Il faut bien prendre conscience que dans un contexte idéologique où la science est déjà très contestée, la question soulevée ici n’est pas du tout anodine. Le laxisme dans la probité scientifique, surtout de la part des institutions elles-mêmes, ne peut qu’entamer encore plus leur crédibilité et donner des armes aux courants antiscience.
Bonjour,
permettez-moi de vous féliciter car vous attirez l’attention sur un problème connu, mais dont personne n’ose parler. D’autant plus qu’avec des ressources en baisse et un nombre de chercheurs en augmentation, cela pourrait s’aggraver.
Je voudrais commenter un point méconnu. A propose de l’OFIS, vous dites « Aux USA, un organisme équivalent avait déjà été mis en place dès 1992 ». Vous pensez à l’ORI (Office of Research Integrity). Or ces deux ‘organismes’ sont très différents : l’OFIS va proposer des règles du jeu, mais ne va pas analyser des cas, voire proposer des corrections, etc… alors que l’ORI est un organisme qui audite des cas et peux sanctionner des chercheurs.
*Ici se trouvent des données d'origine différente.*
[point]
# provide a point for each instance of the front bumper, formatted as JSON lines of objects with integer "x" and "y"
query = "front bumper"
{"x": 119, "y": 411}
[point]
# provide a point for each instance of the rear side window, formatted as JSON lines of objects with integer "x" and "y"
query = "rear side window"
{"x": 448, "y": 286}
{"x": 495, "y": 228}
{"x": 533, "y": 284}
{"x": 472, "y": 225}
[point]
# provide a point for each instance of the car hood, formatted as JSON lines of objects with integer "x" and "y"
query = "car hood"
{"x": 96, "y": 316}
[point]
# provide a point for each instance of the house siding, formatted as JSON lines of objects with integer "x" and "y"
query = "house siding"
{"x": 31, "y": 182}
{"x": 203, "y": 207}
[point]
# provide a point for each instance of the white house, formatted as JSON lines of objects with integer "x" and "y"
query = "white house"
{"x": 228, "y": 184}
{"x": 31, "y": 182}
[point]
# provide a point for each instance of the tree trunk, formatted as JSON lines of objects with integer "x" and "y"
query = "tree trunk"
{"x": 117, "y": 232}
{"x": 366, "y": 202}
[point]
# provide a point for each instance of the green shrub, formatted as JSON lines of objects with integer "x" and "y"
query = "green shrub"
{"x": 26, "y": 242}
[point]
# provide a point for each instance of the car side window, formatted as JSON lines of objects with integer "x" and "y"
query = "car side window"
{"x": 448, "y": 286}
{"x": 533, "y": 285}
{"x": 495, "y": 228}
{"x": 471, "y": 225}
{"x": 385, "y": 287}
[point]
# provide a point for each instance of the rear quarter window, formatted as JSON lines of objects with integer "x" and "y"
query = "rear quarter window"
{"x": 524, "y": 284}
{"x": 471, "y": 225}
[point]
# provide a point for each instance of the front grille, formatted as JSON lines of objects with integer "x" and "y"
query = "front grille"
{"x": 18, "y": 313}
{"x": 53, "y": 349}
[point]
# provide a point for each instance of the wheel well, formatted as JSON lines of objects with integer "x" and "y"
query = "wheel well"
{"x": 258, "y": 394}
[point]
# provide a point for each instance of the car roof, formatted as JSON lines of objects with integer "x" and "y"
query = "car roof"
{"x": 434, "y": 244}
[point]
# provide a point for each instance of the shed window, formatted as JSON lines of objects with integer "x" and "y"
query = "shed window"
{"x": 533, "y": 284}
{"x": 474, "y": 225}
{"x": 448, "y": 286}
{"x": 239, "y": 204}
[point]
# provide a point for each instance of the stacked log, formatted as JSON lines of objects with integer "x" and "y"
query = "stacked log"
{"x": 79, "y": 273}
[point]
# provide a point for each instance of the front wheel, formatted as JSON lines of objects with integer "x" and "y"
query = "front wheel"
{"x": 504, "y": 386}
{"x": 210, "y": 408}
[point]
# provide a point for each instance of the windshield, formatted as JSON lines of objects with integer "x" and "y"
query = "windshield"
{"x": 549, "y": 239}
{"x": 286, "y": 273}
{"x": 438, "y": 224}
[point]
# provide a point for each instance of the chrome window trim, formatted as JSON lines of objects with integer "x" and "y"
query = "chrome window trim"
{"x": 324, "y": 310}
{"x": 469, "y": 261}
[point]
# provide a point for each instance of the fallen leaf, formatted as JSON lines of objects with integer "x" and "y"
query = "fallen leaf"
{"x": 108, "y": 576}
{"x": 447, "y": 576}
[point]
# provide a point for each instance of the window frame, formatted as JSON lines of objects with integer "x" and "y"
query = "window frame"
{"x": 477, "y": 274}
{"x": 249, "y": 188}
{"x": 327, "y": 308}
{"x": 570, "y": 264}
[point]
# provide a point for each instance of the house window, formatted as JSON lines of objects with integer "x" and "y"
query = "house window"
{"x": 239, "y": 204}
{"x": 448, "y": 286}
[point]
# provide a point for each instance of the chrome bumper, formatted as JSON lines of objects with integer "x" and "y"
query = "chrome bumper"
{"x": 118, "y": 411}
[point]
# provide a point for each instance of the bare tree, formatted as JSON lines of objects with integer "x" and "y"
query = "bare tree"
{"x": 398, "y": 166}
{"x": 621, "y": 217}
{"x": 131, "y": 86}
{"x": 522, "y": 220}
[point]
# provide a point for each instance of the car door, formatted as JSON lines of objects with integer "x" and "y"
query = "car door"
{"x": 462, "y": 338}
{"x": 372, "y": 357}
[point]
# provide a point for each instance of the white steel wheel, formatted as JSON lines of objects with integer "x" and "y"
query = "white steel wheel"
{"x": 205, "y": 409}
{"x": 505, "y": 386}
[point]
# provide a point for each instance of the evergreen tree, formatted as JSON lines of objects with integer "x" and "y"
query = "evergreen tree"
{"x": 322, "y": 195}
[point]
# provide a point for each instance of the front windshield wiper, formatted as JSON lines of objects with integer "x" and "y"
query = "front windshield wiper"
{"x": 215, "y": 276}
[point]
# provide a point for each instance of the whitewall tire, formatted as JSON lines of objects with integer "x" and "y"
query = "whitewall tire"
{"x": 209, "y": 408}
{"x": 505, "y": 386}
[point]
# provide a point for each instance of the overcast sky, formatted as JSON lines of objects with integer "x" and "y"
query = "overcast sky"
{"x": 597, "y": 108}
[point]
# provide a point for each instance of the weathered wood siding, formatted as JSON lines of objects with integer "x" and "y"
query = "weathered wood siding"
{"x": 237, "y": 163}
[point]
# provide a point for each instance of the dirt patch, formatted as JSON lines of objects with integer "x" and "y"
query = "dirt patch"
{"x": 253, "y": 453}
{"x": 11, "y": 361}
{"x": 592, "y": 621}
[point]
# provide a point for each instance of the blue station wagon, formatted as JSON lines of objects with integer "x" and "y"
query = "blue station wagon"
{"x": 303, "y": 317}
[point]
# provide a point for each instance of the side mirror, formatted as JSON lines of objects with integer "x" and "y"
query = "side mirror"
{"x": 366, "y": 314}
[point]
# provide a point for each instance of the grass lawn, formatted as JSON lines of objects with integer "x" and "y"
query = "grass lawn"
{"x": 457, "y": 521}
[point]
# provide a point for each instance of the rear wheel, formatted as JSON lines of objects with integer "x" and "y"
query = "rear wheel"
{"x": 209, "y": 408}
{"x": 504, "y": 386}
Le rapport des Académies des Sciences américaines de 2017 (Fostering Research Integrity) regrette que les USA n’aient pas d’organisme proposant des règles du jeu (comme l’OFIS..). Ce rapport (http://www.h2mw.eu/redactionmedicale/2017/04/jai-traduit-une-partie-du-communiqu%C3%A9-de-presse-du-11-avril-2017-toutes-les-parties-prenantes-dans-le-domaine-de-la-rech.html) recommande aux USA de créer un RIAB (Research Integrity Advisory Board), sorte d’OFIS.
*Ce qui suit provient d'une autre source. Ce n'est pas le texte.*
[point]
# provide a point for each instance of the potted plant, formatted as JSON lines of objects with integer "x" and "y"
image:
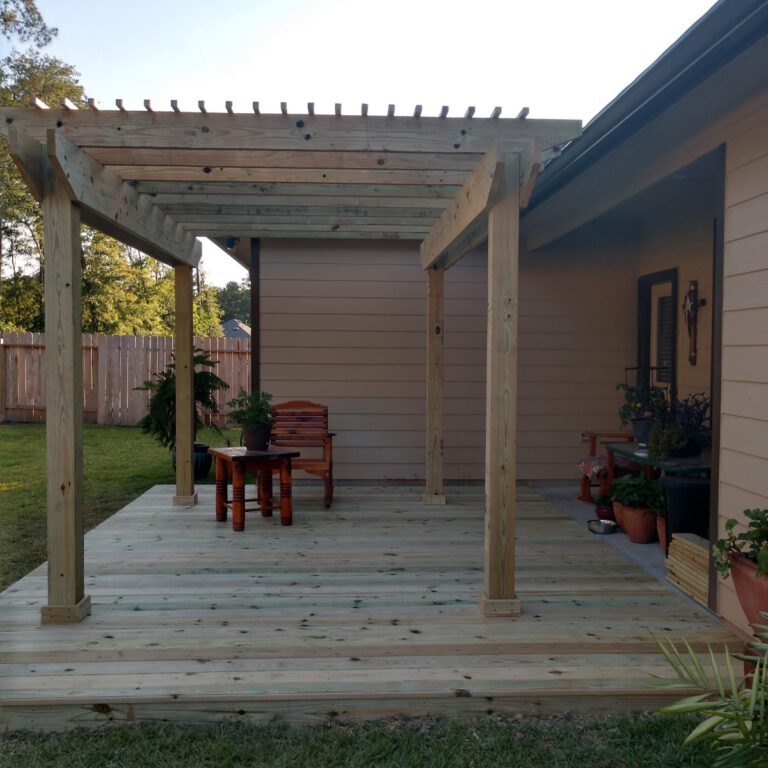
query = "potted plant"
{"x": 252, "y": 412}
{"x": 744, "y": 556}
{"x": 639, "y": 498}
{"x": 160, "y": 419}
{"x": 642, "y": 405}
{"x": 683, "y": 430}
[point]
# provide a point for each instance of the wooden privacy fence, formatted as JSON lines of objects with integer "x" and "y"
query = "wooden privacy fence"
{"x": 113, "y": 366}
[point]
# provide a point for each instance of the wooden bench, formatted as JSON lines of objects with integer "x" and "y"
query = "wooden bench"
{"x": 302, "y": 424}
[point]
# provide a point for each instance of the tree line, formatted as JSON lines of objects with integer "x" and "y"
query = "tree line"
{"x": 123, "y": 290}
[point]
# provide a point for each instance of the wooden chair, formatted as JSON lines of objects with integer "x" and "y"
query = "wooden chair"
{"x": 303, "y": 424}
{"x": 594, "y": 467}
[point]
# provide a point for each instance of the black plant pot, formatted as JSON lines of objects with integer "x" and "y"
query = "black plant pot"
{"x": 642, "y": 428}
{"x": 256, "y": 437}
{"x": 201, "y": 461}
{"x": 687, "y": 504}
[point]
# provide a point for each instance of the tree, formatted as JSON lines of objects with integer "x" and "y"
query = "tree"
{"x": 123, "y": 291}
{"x": 21, "y": 19}
{"x": 235, "y": 301}
{"x": 21, "y": 229}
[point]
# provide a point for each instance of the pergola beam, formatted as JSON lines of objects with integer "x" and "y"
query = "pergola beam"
{"x": 28, "y": 156}
{"x": 471, "y": 202}
{"x": 258, "y": 158}
{"x": 264, "y": 175}
{"x": 300, "y": 132}
{"x": 114, "y": 207}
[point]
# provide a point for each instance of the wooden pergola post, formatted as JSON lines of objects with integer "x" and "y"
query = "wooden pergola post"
{"x": 67, "y": 601}
{"x": 499, "y": 597}
{"x": 434, "y": 492}
{"x": 185, "y": 404}
{"x": 254, "y": 273}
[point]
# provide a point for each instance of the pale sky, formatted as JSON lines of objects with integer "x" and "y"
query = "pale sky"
{"x": 560, "y": 58}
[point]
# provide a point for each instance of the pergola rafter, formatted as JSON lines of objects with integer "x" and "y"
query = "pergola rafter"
{"x": 158, "y": 180}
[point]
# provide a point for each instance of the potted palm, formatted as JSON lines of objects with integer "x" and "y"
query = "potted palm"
{"x": 160, "y": 419}
{"x": 744, "y": 556}
{"x": 252, "y": 412}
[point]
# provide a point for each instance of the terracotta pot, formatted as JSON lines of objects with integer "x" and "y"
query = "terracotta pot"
{"x": 661, "y": 531}
{"x": 752, "y": 590}
{"x": 640, "y": 525}
{"x": 618, "y": 514}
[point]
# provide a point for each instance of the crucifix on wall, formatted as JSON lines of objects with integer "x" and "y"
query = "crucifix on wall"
{"x": 691, "y": 304}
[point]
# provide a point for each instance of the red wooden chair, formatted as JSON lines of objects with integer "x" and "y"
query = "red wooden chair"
{"x": 303, "y": 424}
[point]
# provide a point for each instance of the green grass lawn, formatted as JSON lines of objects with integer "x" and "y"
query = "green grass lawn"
{"x": 644, "y": 741}
{"x": 120, "y": 464}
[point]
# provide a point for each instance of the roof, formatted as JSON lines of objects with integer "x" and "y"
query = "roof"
{"x": 725, "y": 31}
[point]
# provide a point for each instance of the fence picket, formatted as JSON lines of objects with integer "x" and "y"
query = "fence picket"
{"x": 113, "y": 366}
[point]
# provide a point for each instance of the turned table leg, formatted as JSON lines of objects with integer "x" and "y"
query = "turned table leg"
{"x": 238, "y": 496}
{"x": 264, "y": 481}
{"x": 221, "y": 489}
{"x": 286, "y": 502}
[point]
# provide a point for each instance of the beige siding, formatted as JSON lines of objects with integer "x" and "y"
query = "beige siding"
{"x": 744, "y": 444}
{"x": 345, "y": 324}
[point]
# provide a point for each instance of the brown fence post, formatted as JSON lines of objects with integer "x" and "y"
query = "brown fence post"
{"x": 2, "y": 381}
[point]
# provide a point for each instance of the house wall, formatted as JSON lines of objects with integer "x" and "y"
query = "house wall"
{"x": 744, "y": 426}
{"x": 681, "y": 235}
{"x": 344, "y": 323}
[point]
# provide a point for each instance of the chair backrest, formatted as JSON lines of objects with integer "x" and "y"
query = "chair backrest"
{"x": 299, "y": 422}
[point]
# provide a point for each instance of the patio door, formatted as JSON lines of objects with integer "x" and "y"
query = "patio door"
{"x": 657, "y": 330}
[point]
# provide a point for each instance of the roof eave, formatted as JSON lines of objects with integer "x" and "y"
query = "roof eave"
{"x": 726, "y": 30}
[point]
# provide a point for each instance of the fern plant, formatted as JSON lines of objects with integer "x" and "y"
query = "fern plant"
{"x": 160, "y": 419}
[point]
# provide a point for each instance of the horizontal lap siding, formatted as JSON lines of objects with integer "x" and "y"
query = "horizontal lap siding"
{"x": 576, "y": 338}
{"x": 344, "y": 324}
{"x": 744, "y": 439}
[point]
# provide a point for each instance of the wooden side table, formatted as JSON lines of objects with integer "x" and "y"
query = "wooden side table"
{"x": 234, "y": 463}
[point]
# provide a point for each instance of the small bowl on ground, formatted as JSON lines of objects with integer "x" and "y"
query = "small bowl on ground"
{"x": 602, "y": 527}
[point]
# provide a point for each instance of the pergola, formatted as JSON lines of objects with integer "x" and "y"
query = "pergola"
{"x": 157, "y": 180}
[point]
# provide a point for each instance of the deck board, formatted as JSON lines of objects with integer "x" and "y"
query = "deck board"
{"x": 368, "y": 609}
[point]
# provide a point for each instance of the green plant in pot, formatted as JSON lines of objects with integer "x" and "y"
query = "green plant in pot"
{"x": 639, "y": 499}
{"x": 160, "y": 419}
{"x": 683, "y": 430}
{"x": 744, "y": 556}
{"x": 642, "y": 405}
{"x": 252, "y": 412}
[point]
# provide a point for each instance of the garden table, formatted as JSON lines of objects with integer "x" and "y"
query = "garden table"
{"x": 234, "y": 463}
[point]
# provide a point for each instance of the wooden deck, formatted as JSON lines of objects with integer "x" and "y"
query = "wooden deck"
{"x": 366, "y": 610}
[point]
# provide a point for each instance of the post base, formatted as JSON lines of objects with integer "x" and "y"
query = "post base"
{"x": 185, "y": 501}
{"x": 66, "y": 614}
{"x": 498, "y": 606}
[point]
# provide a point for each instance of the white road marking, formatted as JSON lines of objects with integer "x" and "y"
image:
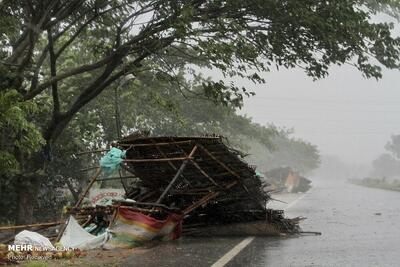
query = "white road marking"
{"x": 233, "y": 252}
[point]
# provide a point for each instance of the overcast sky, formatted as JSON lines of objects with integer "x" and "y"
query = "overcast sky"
{"x": 344, "y": 114}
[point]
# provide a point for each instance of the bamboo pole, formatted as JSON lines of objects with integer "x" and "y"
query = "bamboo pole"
{"x": 157, "y": 160}
{"x": 79, "y": 202}
{"x": 14, "y": 227}
{"x": 207, "y": 198}
{"x": 157, "y": 144}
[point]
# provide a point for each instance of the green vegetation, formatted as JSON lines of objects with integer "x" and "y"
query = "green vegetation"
{"x": 65, "y": 64}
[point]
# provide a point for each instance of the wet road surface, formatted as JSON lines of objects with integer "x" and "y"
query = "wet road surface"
{"x": 360, "y": 227}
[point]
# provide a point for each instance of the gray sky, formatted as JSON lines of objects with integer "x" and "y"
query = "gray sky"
{"x": 344, "y": 114}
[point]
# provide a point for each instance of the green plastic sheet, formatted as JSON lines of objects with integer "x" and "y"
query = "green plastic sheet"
{"x": 112, "y": 160}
Tout ceci a été discuté lors d’un colloque à Paris, en décembre 2017, où les auteurs du rapport et l’ancien directeur de l’ORI l’ont évoqué http://www.h2mw.eu/redactionmedicale/2018/03/lexcellence-de-la-recherche-exige-lint%C3%A9grit%C3%A9-bonnes-contributions-des-experts-%C3%A9trangers.html
Quand les chercheurs auront compris que l’OFIS ne prend pas en compte les lanceurs d’alerte, faudra-t-il suivre le chemin américain et créer un ORI ? Je ne pense pas si les référents intégrité des organismes font le boulot.
MERCI pour votre billet
Bonjour,
Merci de nous apporter ces précisions importantes. Il est regrettable que les fonctions prévues pour l’OFIS ne lui permettent pas de jouer le rôle d’une cour d’appel. C’est une fonction qui manquera toujours gravement dans notre système d’évaluation. Je ne suis pas convaincu que les référents intégrité constituent un garde-fou suffisant.